* Memantine has NMDAr antagonism effects which will weaken depressive thoughts.
* Memantine has dopaminergic agonist activity (which builds very slowly), eventually improving mood.
* Telmisartan has PPAR gamma activation effects which synergizes with its ARB effect for potent neurological benefits.
* Intense exercise synergizes with all of the above, although it's less critical if the environmental trigger of depression is eliminated.
A reductive investigation will find that the individual components don't cure depression, and that's beside the point. It is only their combination that fully normalizes things.
Noticed a moderate improvement. I think NMDA is one of those targets that's flown under the radar, but now is being implicated with all sorts of cognitive processes.
Treatment for PCP is benzodiazepines/antipsychotics, not ketamine.
Phencyclidine became a reference molecule for many modern drugs currently used.
Benzos aren't used in cases wherein the ER staff suspect the patient is at risk of respiratory depression.

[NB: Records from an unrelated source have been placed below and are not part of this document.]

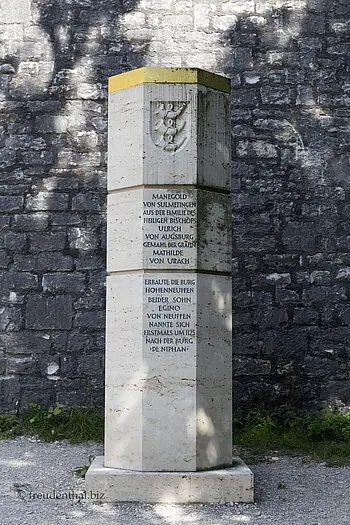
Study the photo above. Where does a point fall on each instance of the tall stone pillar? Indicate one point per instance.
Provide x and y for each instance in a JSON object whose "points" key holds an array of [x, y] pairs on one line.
{"points": [[168, 332]]}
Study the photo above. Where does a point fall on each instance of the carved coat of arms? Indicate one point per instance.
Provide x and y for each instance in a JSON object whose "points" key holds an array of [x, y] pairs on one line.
{"points": [[168, 125]]}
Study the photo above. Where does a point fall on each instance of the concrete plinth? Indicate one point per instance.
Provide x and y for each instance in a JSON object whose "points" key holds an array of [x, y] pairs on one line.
{"points": [[235, 484], [169, 315]]}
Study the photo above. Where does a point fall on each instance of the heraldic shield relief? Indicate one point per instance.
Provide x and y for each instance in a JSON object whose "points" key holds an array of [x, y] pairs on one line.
{"points": [[168, 125]]}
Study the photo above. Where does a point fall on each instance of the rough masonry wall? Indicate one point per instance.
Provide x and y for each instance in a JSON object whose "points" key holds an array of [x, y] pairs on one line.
{"points": [[288, 61]]}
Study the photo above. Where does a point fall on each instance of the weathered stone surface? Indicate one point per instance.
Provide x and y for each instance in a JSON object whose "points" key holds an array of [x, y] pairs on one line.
{"points": [[49, 313], [287, 62]]}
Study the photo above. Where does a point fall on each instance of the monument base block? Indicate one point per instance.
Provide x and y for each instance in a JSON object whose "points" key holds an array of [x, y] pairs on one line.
{"points": [[234, 484]]}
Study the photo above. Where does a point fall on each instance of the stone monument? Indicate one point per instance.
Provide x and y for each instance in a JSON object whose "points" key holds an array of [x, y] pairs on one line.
{"points": [[168, 435]]}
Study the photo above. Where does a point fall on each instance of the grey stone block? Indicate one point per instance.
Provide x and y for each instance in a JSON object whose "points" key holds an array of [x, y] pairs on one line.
{"points": [[49, 313], [73, 283]]}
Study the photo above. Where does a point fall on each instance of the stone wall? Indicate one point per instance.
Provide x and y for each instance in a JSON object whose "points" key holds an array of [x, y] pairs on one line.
{"points": [[289, 67]]}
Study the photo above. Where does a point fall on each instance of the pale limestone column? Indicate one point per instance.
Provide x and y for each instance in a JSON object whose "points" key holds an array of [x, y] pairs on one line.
{"points": [[168, 329]]}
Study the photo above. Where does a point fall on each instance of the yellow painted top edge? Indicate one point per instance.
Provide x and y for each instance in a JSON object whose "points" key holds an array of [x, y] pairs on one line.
{"points": [[163, 75]]}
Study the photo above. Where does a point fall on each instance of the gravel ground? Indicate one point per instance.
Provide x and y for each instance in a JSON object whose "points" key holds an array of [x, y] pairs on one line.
{"points": [[289, 491]]}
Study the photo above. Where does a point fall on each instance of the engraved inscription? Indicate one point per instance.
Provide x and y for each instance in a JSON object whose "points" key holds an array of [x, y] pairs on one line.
{"points": [[168, 125], [169, 228], [170, 322]]}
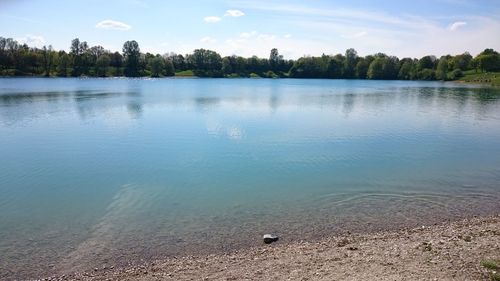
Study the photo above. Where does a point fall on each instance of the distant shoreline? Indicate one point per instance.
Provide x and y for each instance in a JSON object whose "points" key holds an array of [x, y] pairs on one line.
{"points": [[447, 251]]}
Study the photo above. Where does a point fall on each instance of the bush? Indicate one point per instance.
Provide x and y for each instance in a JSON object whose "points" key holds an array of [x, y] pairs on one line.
{"points": [[427, 74], [455, 74]]}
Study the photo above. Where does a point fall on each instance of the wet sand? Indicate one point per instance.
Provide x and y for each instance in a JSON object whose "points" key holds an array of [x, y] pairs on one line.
{"points": [[445, 251]]}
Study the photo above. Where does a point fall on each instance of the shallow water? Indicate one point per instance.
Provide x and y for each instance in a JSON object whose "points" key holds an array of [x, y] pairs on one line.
{"points": [[102, 171]]}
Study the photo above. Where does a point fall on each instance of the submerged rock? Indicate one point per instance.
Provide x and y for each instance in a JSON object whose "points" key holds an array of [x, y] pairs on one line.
{"points": [[269, 238]]}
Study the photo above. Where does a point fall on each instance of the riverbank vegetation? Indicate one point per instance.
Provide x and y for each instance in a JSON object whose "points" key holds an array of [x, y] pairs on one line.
{"points": [[82, 60]]}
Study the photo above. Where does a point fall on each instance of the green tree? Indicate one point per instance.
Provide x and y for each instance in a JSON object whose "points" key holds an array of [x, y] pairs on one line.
{"points": [[48, 59], [426, 62], [102, 65], [442, 69], [351, 59], [63, 64], [157, 66], [206, 63], [275, 60], [131, 53], [77, 50], [169, 68]]}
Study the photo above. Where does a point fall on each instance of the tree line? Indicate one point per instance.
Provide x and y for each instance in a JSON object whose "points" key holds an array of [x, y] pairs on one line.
{"points": [[22, 60]]}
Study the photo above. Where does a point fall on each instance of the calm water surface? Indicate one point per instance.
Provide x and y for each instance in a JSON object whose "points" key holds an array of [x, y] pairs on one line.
{"points": [[105, 171]]}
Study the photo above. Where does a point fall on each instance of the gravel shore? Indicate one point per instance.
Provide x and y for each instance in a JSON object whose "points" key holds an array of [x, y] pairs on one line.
{"points": [[448, 251]]}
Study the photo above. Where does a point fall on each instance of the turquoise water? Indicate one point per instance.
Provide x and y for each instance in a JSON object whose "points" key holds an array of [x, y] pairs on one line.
{"points": [[105, 171]]}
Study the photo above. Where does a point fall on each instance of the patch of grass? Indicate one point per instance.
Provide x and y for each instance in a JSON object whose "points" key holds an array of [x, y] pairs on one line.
{"points": [[185, 73], [492, 78], [490, 264]]}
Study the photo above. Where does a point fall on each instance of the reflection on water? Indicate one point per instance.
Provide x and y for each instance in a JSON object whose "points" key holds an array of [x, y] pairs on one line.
{"points": [[99, 171]]}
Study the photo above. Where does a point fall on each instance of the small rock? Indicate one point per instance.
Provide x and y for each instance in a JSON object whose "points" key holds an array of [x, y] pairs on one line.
{"points": [[269, 238]]}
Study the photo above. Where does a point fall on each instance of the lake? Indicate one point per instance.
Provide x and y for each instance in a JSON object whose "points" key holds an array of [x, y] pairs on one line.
{"points": [[109, 171]]}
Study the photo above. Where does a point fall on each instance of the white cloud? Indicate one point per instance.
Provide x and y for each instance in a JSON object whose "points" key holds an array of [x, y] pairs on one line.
{"points": [[456, 25], [32, 40], [208, 39], [112, 24], [234, 13], [212, 19], [356, 35], [248, 34]]}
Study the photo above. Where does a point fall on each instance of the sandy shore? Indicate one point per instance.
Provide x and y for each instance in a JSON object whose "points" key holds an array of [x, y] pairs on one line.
{"points": [[448, 251]]}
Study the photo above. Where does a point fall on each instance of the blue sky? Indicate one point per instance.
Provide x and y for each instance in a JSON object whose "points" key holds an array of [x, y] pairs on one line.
{"points": [[252, 27]]}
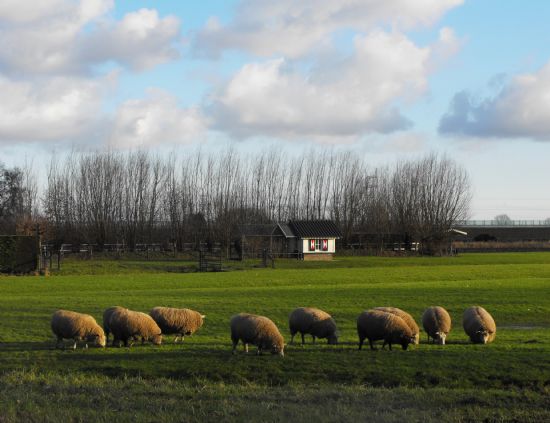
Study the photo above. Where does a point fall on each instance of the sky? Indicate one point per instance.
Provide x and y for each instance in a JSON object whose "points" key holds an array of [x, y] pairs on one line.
{"points": [[389, 80]]}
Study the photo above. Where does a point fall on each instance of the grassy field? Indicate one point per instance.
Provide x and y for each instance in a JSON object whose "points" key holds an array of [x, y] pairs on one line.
{"points": [[200, 380]]}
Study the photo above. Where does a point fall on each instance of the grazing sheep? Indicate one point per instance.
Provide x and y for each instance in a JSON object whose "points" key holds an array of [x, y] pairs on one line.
{"points": [[256, 330], [437, 323], [106, 317], [126, 324], [317, 323], [409, 320], [181, 321], [479, 325], [72, 325], [376, 324]]}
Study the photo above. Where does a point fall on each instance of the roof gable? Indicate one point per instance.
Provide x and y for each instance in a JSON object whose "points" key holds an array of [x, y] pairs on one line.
{"points": [[315, 228]]}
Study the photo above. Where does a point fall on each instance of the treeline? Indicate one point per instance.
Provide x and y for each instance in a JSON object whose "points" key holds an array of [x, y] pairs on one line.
{"points": [[18, 199], [138, 197]]}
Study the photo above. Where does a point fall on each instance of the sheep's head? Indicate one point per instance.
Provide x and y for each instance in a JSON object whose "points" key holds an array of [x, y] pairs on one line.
{"points": [[277, 349], [156, 339], [481, 336], [440, 337], [97, 339], [332, 339]]}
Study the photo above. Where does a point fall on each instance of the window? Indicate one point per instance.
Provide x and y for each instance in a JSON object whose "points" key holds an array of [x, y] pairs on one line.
{"points": [[318, 245]]}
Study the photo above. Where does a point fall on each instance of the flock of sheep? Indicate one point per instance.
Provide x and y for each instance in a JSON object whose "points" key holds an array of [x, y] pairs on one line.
{"points": [[389, 324]]}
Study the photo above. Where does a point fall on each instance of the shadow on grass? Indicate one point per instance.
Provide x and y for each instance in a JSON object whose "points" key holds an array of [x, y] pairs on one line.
{"points": [[27, 346]]}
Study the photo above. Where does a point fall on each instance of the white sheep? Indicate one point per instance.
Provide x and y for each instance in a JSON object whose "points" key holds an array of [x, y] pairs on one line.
{"points": [[437, 323], [67, 324], [181, 321], [479, 325], [313, 321], [377, 325], [256, 330]]}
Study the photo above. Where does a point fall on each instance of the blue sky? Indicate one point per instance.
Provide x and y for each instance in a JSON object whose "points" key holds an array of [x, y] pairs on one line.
{"points": [[389, 80]]}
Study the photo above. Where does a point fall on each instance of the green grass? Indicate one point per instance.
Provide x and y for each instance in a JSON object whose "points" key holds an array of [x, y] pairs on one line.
{"points": [[508, 380]]}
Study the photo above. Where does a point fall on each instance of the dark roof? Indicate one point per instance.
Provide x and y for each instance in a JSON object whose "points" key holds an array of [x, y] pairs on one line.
{"points": [[257, 230], [315, 228]]}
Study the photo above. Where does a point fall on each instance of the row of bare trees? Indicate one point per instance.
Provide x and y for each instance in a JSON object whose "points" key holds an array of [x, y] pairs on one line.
{"points": [[137, 197], [18, 199]]}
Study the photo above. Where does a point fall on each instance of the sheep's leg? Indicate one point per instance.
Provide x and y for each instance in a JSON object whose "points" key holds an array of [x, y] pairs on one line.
{"points": [[371, 344]]}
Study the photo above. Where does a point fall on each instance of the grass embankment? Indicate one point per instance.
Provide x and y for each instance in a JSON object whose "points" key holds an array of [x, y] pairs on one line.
{"points": [[201, 380]]}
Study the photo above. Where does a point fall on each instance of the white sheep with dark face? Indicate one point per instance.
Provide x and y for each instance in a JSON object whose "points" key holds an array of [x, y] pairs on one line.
{"points": [[376, 325], [256, 330], [317, 323], [67, 324], [437, 323], [479, 325]]}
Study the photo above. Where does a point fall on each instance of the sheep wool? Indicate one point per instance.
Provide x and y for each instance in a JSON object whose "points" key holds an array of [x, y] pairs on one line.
{"points": [[479, 325], [106, 317], [437, 323], [256, 330], [179, 321], [127, 324], [409, 320], [377, 325], [313, 321], [67, 324]]}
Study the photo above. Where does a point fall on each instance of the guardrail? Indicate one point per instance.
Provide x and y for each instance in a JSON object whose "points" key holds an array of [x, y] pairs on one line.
{"points": [[502, 223]]}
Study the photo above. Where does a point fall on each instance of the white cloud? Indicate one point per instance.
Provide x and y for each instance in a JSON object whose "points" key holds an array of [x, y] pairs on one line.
{"points": [[140, 40], [69, 37], [61, 108], [292, 29], [343, 100], [156, 120], [520, 110]]}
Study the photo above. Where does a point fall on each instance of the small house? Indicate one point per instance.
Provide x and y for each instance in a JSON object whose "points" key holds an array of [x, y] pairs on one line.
{"points": [[315, 239], [305, 239]]}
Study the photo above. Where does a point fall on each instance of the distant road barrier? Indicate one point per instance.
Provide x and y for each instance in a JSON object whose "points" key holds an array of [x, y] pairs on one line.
{"points": [[501, 224]]}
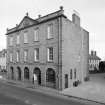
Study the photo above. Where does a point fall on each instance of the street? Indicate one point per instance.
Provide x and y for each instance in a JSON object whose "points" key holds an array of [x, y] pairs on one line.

Ketamine is effective in these cases, that's the point I was making, I could rephrase it though.
Memantine, at least for Alzheimer's, is basically like giving the patient water, I've never actually seen it change anyone's life significantly.
There's also all the stuff w/ NMDA-receptor encephalitis, a lot of it was written up by Josep Dalmau
FollowingTheDao•18h ago
You can see the K values for the receptors ketamine effects on wikipedia:
https://en.wikipedia.org/wiki/Ketamine#Pharmacology
He does not seem to know ketamine is a D2 receptor agonsit, the same as PCP, yet he mentions it for PCP!
Like most of the "nootropics" people I read they speak only in "vibes".
grillbert•14h ago
>This article is remarkable incomplete
True! There's other posts in this vein on the blog. Most recent posts have concerned the NMDA Receptor, i'm mainly using ketamine to tease out intracellular effects of different NMDAR currents.
>At higher doses it start effecting other receptors which is why a higher does has seemingly opposite effects.
Also true, but not sure if that necessarily conflicts with what I'm writing about here in comparing Ketamine to Memantine.
>He does not seem to know ketamine is a D2 receptor agonsit, the same as PCP, yet he mentions it for PCP!
Learned this halfway through writing, forgot to amend that section. Completely on me.